3° Sur la nature de ce contre-investissement, l’obscurité subsiste. Pour Freud, il est peu probable que celui-ci proviennent du surmoi, dont la formation est postérieure au refoulement originaire. Il faudrait probablement en chercher l’origine dans des expériences archaïques très fortes. « Il est tout à fait plausible que des facteurs quantitatifs comme une trop grande force de l’excitation et l’effraction du pare-excitations (Reizschutz) soient les premières occasions où se produisent les refoulements originaires » (1 b).

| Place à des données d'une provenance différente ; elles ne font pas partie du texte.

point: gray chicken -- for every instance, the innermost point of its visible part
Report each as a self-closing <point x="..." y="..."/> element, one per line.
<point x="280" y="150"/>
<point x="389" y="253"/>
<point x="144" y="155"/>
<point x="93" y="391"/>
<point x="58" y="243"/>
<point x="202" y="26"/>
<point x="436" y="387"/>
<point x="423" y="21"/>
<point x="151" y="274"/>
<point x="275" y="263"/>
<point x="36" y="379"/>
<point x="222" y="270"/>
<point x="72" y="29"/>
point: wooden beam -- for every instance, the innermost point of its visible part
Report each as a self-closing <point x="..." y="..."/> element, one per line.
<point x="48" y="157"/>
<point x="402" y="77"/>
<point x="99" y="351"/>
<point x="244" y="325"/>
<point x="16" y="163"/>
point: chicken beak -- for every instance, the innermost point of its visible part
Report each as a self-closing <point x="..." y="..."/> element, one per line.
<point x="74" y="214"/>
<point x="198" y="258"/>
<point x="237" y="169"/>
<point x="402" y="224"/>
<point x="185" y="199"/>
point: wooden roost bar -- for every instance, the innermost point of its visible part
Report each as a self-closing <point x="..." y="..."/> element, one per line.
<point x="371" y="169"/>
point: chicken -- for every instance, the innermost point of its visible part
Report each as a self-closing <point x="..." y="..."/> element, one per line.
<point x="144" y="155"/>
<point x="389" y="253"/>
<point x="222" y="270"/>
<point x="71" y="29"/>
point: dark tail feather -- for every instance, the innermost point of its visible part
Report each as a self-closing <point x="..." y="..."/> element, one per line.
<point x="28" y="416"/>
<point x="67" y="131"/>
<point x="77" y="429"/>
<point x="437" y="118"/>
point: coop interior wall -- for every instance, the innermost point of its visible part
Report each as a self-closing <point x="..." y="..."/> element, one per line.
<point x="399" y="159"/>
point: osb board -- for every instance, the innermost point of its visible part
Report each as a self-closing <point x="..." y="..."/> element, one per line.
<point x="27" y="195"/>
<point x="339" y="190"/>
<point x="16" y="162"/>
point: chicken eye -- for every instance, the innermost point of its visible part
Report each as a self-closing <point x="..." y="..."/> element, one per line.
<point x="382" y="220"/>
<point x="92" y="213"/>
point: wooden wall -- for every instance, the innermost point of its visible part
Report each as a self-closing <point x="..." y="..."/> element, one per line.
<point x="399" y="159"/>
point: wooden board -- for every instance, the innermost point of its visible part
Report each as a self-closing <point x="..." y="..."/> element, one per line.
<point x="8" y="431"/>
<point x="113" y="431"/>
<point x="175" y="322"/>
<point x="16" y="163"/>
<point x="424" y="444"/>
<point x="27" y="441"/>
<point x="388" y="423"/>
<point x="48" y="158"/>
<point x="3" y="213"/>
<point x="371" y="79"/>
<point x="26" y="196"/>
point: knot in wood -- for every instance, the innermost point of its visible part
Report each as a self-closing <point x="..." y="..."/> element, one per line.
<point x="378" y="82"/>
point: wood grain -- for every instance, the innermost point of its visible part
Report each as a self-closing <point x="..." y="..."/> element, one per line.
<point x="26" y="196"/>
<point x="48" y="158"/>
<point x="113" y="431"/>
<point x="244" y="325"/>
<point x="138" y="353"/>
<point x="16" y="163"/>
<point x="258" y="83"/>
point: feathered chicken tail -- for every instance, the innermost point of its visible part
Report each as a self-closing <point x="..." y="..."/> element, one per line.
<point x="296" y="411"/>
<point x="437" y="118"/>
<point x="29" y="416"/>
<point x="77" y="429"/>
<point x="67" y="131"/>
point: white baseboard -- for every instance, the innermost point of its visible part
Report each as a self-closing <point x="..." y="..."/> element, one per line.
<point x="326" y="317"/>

▲ (α) On trouvera une tentative d’interprétation de a notion de refoulement originaire in J. Laplanche et S. Leclaire, L’inconscient, Les Temps Modernes, 1961, XVII, n° 183.

(1) Freud (S.). Hemmung, Symptom und Angst, 1926. – a) Cf. G.W., XIV, 121 ; S.E., XX, 94 ; Fr., 10. – b) G.W., XIV, 121 ; S.E., XX, 94 ; Fr., 10.

(2) Cf. Freud (S.). Psychoanalytische Bemerkungen über einen autobiographisch betchriebenen Fall von Paranoia (Dementia paranoïdes), 1911. G.W., VIII, 303-4 ; S.E., XII, 67 ; Fr., 311.

(3) Freud (S.). Die Verdrängung, 1915. G.W., X, 250 ; S.E., XIV, 148 ; Fr., 71.

(4) Freud (S.). Das Unbewusste, 1915. G.W., X, 280 ; S.E., XIV, 181 ; Fr., 120.